I'm not going to mess you around here, this was oddly painful with conflicting information and given I know nothing about the implementation details of SSH, quite irritating:
Follow these steps to enable two-factor authentication (2FA) over SSH using a public key and Google Authenticator on Ubuntu 22.04.4 LTS:
- Update your package lists
- Install the Google Authenticator package:
sudo apt-get install libpam-google-authenticator
- Set up Google Authenticator:
-
Answer the prompts as follows:
-
Do you want authentication tokens to be time-based (y/n)? y
-
Do you want me to update your "~/.google_authenticator" file (y/n)? y
-
Do you want to disallow multiple uses of the same authentication token? This restricts you to one login about every 30s, but it increases your chances to notice or even prevent man-in-the-middle attacks (y/n). y
-
By default, tokens are good for 30 seconds and in order to compensate for possible time-skew between the client and the server, we allow an extra token before and after the current time. If you experience problems with poor time synchronization, you can increase the window from its default size of 1:30min to about 4min. Do you want to do so (y/n)? n
-
If the computer that you are logging into isn't hardened against brute-force login attempts, you can enable rate-limiting for the authentication module. Do you want to enable rate-limiting (y/n)? y
-
Scan the QR code into your authenticator app.
-
Edit the PAM SSHD configuration:
sudo nano /etc/pam.d/sshd
-
Add these lines at the bottom of the file
-
auth required pam_google_authenticator.so nullok
auth required pam_permit.so
-
nullok allows users to log in without 2FA until they configure their OATH-TOTP token. Remove this option once all users are set up.

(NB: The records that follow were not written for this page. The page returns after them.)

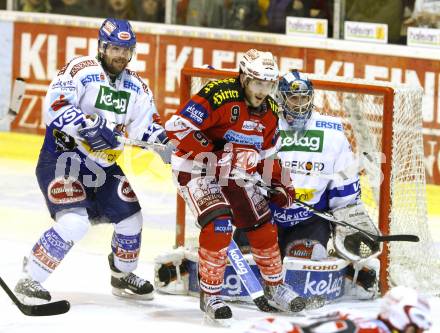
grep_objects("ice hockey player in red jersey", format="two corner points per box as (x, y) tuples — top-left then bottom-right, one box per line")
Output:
(165, 49), (305, 320)
(243, 286), (432, 333)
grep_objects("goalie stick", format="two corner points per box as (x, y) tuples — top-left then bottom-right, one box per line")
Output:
(231, 173), (420, 242)
(0, 277), (70, 316)
(226, 239), (277, 312)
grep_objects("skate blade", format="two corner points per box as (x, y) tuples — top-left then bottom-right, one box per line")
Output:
(203, 313), (235, 328)
(112, 288), (154, 301)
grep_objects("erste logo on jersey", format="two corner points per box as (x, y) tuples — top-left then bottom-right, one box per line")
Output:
(280, 130), (324, 153)
(95, 86), (130, 114)
(118, 31), (131, 40)
(81, 73), (105, 87)
(283, 161), (325, 173)
(315, 120), (344, 132)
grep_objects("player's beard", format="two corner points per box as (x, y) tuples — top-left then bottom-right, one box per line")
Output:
(104, 57), (128, 76)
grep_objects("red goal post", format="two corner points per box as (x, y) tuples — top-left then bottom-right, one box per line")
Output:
(176, 67), (440, 293)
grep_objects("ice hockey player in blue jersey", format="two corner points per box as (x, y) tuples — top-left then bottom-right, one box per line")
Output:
(234, 70), (380, 298)
(15, 18), (169, 303)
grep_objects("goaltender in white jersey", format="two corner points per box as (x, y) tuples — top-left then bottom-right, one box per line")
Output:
(273, 112), (361, 227)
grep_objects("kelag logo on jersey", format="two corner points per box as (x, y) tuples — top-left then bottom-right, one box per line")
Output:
(95, 86), (130, 114)
(280, 130), (324, 153)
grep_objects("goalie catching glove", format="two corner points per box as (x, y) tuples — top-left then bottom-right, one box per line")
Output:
(332, 204), (381, 261)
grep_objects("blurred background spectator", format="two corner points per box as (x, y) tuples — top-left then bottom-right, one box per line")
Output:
(9, 0), (422, 44)
(52, 0), (88, 16)
(20, 0), (52, 13)
(138, 0), (165, 23)
(224, 0), (261, 31)
(405, 0), (440, 29)
(104, 0), (137, 20)
(345, 0), (403, 43)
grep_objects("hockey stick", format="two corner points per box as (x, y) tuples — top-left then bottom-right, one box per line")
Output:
(231, 173), (420, 242)
(0, 277), (70, 316)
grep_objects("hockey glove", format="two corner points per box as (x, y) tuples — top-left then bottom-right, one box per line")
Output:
(142, 122), (169, 144)
(270, 180), (295, 208)
(217, 142), (260, 176)
(332, 204), (381, 261)
(78, 115), (120, 151)
(142, 122), (176, 164)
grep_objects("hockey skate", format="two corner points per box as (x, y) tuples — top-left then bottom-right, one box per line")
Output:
(200, 291), (232, 326)
(108, 253), (154, 300)
(14, 277), (52, 305)
(264, 284), (307, 312)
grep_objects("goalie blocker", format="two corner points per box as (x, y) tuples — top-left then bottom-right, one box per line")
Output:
(154, 248), (379, 303)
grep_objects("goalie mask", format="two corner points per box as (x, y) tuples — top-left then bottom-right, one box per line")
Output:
(276, 70), (314, 136)
(379, 286), (432, 333)
(98, 18), (136, 76)
(239, 49), (278, 109)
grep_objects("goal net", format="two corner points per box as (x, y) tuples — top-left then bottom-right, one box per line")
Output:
(176, 68), (440, 294)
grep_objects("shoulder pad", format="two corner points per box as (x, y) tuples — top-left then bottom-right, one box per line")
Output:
(197, 77), (243, 109)
(125, 68), (150, 93)
(66, 56), (99, 78)
(266, 96), (279, 118)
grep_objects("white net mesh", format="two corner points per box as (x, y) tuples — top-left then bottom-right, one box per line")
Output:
(182, 69), (440, 294)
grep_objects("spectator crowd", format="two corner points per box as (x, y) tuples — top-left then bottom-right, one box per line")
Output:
(0, 0), (440, 44)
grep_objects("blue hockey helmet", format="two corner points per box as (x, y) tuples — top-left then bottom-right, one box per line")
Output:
(98, 18), (136, 48)
(275, 70), (315, 133)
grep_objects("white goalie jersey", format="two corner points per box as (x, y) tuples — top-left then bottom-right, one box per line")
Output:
(271, 112), (361, 227)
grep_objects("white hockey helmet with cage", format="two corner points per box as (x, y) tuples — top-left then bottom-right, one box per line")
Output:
(379, 286), (432, 333)
(275, 70), (315, 133)
(239, 49), (278, 107)
(240, 49), (278, 82)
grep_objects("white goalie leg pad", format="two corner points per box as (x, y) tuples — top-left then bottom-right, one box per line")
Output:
(332, 203), (382, 261)
(283, 257), (350, 302)
(112, 211), (143, 273)
(154, 247), (189, 295)
(23, 208), (90, 282)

Configure SSH for challenge-response authentication:
sudo nano /etc/ssh/sshd_config
- Set
ChallengeResponseAuthentication to yes. Update if present, uncomment, or add this line.
Restart the SSH service to apply changes:
sudo systemctl restart sshd.service
Test your configuration in a separate terminal window. If you already use a public key, there should be no noticeable change.
Update SSHD to require 2FA:
sudo nano /etc/ssh/sshd_config
- Add or update the following line to require public key and either password or keyboard-interactive authentication:r
AuthenticationMethods publickey,password publickey,keyboard-interactive
Enable keyboard-interactive authentication:
KbdInteractiveAuthentication yes <-- This is for 22.04 LTS
ChallengeResponseAuthentication yes <-- This is for older versions of Linux
Further secure PAM by editing its SSHD file:
sudo nano /etc/pam.d/sshd
- Comment out this line to prevent fallback to password authentication.
#@include common-auth
Restart the SSH service once more to finalize all settings:
sudo systemctl restart sshd.service
These steps will enable you to securely access your server using two-factor authentication while maintaining the flexibility of public key authentication.